The opening track of Now You See Me, Now You Don’t, ‘Death Must Come’, uses warped synths in the way of Gerald Donald’s projects, Arpanet and Heinrich Mueller. The following ‘Piece of Mind’ is based on a guitar melody, thick kick beats and swelling synths reminiscent of Jessy Lanza circa Oh No. ‘The Tudors’ is the album’s most potent earworm, which loosely tackles crime and punishment under the reign of the House of Tudors. “Are you prepared to die?” sings Scout alluringly in the refrain, where her hazy vocals recall Carla Dal Forno’s You Know What It’s Like. Other tracks hint at a lost side project of Legowelt airing on Intergalactic FM during the night hours.

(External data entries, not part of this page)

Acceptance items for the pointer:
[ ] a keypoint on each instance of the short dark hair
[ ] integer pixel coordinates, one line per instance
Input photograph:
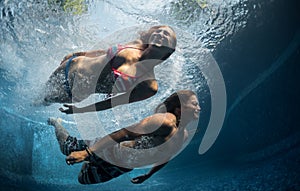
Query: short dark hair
(145, 35)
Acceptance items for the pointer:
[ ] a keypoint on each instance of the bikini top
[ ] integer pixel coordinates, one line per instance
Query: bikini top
(123, 82)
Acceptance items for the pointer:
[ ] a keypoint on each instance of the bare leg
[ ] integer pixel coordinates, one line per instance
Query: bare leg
(60, 132)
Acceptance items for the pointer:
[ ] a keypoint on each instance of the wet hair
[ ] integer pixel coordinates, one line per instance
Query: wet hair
(145, 35)
(174, 101)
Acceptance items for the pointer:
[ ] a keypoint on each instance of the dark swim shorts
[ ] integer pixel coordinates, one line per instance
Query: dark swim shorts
(95, 170)
(99, 171)
(72, 144)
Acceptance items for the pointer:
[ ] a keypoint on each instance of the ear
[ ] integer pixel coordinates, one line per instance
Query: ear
(178, 111)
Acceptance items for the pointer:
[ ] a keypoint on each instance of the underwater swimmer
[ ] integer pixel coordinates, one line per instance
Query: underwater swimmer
(126, 71)
(164, 133)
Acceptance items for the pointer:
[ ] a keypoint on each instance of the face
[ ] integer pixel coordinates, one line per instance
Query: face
(191, 110)
(163, 36)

Marina Zispin work with references to 1980s post-punk or dream pop in a similar ways as some of the bands on Blackest Ever Black (especially Tropic of Cancer, besides Carla Dal Forno). The encyclopaedic knowledge doesn’t result in pure nostalgia or recreation, but they add their own twist to it. Now You See Me, Now You Don’t balances cold-sweating synths with hair-raising ambience filled with eerie 4AD-like tinkling resembling broken clockwork, as in the closing track ‘The Scythe’, layered with uncanny harmonica and Scout breathing heavily to the melody rather than singing. Marina Zispin have found here a sweet spot between Euro disco frivolity and something more arcane, which leaves you excited even after repeated listens.